Located on the site of the Bois de Boulogne in Paris, this museum and cultural center draws inspiration from 19th-century glass and garden architecture. As a glass ark, the project was made from 3,600 glass panels around a central, concrete core.
Museum of European and Mediterranean Civilizations (MuCEM) by Rudy Ricciotti, Marseilles, France
Rudy Ricciotti’s MuCEM design was built on the Marseilles waterfront as the first museum in the world dedicated to the cultures of the Mediterranean. Iconic and expansive, the project features a delicate concrete façade that dematerializes the structure and acts as an amorphous brise-soleil.
This project extends the Musée d’Art Moderne of Lille with a continuous and fluid museum space that also adds new gallery areas. Designed for visitors to discover art work through gradual movement, the project includes views onto the surrounding parkland through openwork screens.
Designed to help raise awareness of oceanic issues, the Museum of Ocean and Surf combines plaza space, exhibition areas and collection space. Exploring the scientific and education aspects of the sea and its role in ecology, science and leisure, the museum integrates concept and topography.

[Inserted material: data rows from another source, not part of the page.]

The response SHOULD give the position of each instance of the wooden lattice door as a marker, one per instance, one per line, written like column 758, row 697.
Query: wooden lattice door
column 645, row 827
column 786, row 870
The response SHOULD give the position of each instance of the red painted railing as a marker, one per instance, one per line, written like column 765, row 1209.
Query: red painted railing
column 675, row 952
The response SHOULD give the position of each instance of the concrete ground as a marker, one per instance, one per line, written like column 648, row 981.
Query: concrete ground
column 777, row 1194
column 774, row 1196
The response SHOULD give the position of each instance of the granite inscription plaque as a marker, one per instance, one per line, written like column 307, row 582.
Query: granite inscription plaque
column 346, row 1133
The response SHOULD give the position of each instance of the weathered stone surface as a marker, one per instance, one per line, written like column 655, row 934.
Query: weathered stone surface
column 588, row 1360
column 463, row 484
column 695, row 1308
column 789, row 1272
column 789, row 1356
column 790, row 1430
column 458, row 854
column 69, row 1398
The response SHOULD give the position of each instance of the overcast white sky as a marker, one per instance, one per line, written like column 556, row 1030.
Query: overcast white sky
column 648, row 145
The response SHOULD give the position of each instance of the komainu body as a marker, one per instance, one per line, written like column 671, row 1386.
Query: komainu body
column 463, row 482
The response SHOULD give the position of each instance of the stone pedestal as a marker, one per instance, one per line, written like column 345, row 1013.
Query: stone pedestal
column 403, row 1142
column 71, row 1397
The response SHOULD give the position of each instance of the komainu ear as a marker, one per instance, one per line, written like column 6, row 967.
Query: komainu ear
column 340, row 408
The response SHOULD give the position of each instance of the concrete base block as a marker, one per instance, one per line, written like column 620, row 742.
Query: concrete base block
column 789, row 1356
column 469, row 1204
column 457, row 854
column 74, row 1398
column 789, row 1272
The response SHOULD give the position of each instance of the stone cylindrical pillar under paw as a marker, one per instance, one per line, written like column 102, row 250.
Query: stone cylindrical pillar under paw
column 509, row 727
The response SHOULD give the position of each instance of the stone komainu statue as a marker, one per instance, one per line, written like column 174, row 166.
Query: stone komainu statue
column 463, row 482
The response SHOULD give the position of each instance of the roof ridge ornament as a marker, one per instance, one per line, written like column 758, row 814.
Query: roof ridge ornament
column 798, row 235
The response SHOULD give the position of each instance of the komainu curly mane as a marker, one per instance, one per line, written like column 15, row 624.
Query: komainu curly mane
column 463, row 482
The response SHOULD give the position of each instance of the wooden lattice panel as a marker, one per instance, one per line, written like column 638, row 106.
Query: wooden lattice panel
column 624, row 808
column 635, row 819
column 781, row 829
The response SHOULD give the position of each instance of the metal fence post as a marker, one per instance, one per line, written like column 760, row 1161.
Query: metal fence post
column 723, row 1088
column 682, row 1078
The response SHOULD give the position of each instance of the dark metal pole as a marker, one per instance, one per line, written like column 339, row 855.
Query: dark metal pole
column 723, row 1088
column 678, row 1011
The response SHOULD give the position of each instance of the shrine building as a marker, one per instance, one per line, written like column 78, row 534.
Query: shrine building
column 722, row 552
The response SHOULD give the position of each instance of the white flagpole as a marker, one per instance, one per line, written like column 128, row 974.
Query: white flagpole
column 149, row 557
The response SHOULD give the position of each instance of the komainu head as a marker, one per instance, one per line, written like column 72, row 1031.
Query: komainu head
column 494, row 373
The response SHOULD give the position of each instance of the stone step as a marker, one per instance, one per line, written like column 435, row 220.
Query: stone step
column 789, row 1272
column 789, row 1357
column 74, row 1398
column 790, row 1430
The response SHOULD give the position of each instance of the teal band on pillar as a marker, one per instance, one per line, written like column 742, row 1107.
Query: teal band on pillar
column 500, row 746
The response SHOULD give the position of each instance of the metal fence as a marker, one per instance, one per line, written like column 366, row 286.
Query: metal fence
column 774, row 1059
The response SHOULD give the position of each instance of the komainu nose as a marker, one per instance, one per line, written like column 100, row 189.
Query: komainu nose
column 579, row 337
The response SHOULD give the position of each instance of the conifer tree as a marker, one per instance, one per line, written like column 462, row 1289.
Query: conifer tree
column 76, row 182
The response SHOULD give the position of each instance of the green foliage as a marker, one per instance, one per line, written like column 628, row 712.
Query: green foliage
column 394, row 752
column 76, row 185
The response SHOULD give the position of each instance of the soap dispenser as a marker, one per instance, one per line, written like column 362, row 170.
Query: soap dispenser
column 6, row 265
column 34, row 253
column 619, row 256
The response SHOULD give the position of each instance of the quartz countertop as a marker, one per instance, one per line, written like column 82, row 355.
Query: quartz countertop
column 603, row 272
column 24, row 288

Together, the two elements establish unique spatial experiences around “glass boulders.”
The IMA was produced through collaboration with the countries of the Arab League and the French government. Located along the River Seine, the project features an advanced responsive metallic brise-soleil that takes inspiration from the Arabic mashrabiyya.
Shigeru Ban’s Pompidou Metz was designed to capitalize on the best qualities of museums like the Guggenheim in Bilbao and the Tate Modern in London. Establishing spaces around the ease of viewing and displaying art, as well as a desire to create a sculptural architecture, the Metz combined simple volumes with a timber roof structure. This iconic roof uses glulam construction and overlapping wood members that hover over all of the separate volumes to unify them into a cohesive whole.
Tschumi’s Alésia Museum was created as two separate but related structures. The first building, the interpretive center, has been built at the historic Roman field position. This project was clad with wood, a circular building that includes a roof garden and a dual material language between exterior and interior space.
Designed to celebrate the French painter of “light,” Soulages Museum was inspired by the artist’s approach, attitude and involvement. Merging together museum and landscape, the project explores multiple relationships where nothing can be removed.